Ginzametrics (YC S10) Aims To Bring Simplicity To SEO Software - rgrieselhuber
http://techcrunch.com/2010/08/20/ginzametrics-aims-to-bring-simplicity-to-seo-software/
======
OmarIsmail
Overall I really like the idea, for anybody that's done serious SEO, it's very
nice to have this kind of service. My major issue is that the pricing system
makes me extremely nervous. We're one of those sites that has a "gazillion"
keywords and when I see the price jumping from $50-$1000/month with just an
increase of a few thousand keywords it makes me think that a few hundred
thousand keywords will cost substantially more than my entire monthly revenue.

I think you created the pricing schedule based on your costs. The more
keywords being tracked the more "crawlers" necessary, meaning the more servers
you need and thus more cost. However, I think you need to establish a pricing
schedule based on the customer's math. i.e. something that's directly related
to revenue (most likely traffic, or maybe number of pages) so that the ROI
calculation is easier.

Right now maybe I have a few hundred thousand keywords, is that going to cost
me $100K/month? Even though 95% of them generate a small amount of traffic? So
now I'm doing a blind ROI calculation.
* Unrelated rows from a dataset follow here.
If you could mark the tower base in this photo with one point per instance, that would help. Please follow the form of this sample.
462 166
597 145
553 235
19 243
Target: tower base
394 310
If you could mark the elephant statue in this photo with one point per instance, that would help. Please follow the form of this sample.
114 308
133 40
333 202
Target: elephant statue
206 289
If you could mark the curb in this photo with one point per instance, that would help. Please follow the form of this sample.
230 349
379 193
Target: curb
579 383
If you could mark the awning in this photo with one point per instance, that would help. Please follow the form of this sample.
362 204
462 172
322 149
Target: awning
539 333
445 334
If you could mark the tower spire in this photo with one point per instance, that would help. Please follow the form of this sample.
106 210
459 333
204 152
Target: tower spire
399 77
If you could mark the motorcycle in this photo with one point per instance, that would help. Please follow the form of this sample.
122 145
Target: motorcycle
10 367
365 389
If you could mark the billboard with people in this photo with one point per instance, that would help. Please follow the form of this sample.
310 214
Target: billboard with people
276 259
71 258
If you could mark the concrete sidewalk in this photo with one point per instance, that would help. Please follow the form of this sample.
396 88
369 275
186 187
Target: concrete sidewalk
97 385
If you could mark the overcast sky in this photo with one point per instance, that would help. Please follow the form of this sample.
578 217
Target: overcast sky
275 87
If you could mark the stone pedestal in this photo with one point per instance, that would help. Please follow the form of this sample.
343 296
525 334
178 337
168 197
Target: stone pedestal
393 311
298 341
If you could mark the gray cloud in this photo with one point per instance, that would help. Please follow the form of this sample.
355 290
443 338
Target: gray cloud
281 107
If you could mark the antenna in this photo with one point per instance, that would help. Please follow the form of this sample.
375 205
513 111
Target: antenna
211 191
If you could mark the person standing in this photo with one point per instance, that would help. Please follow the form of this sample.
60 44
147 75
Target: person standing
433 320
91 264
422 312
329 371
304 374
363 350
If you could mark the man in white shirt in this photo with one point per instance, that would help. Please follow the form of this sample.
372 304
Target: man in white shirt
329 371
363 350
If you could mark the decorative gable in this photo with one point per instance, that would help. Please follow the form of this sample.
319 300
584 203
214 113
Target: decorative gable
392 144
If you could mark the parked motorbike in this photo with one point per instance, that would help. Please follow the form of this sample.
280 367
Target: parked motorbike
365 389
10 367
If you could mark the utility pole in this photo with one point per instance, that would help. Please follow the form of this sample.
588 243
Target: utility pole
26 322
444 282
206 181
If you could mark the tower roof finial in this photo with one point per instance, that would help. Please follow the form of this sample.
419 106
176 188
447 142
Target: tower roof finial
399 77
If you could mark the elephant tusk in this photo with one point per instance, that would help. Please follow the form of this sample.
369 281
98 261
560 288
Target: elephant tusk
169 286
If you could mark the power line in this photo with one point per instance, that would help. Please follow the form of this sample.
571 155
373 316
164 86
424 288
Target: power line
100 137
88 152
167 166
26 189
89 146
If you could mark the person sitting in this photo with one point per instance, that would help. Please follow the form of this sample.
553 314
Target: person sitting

Essentially I have to use your system
(and pay for it) before I know how much I'm going to be spending.

If you make your pricing based on something I know (# pages, monthly uniques,
pageviews, etc) I have an actual idea on how much I'm going to be paying and I
can make an intelligent decision accordingly.

I guess I could use the "personal" free service to see just how many keywords
your system will find and be able to do a better calculation, but that seems a
little obtuse.

So I think the goal is to come up with a pricing structure that is easier to
calculate, and on your end not have people crush your system with too many
keywords. This can be done pretty easily I think: bucket keywords in priority
(refreshed daily, once a week, once a month, etc).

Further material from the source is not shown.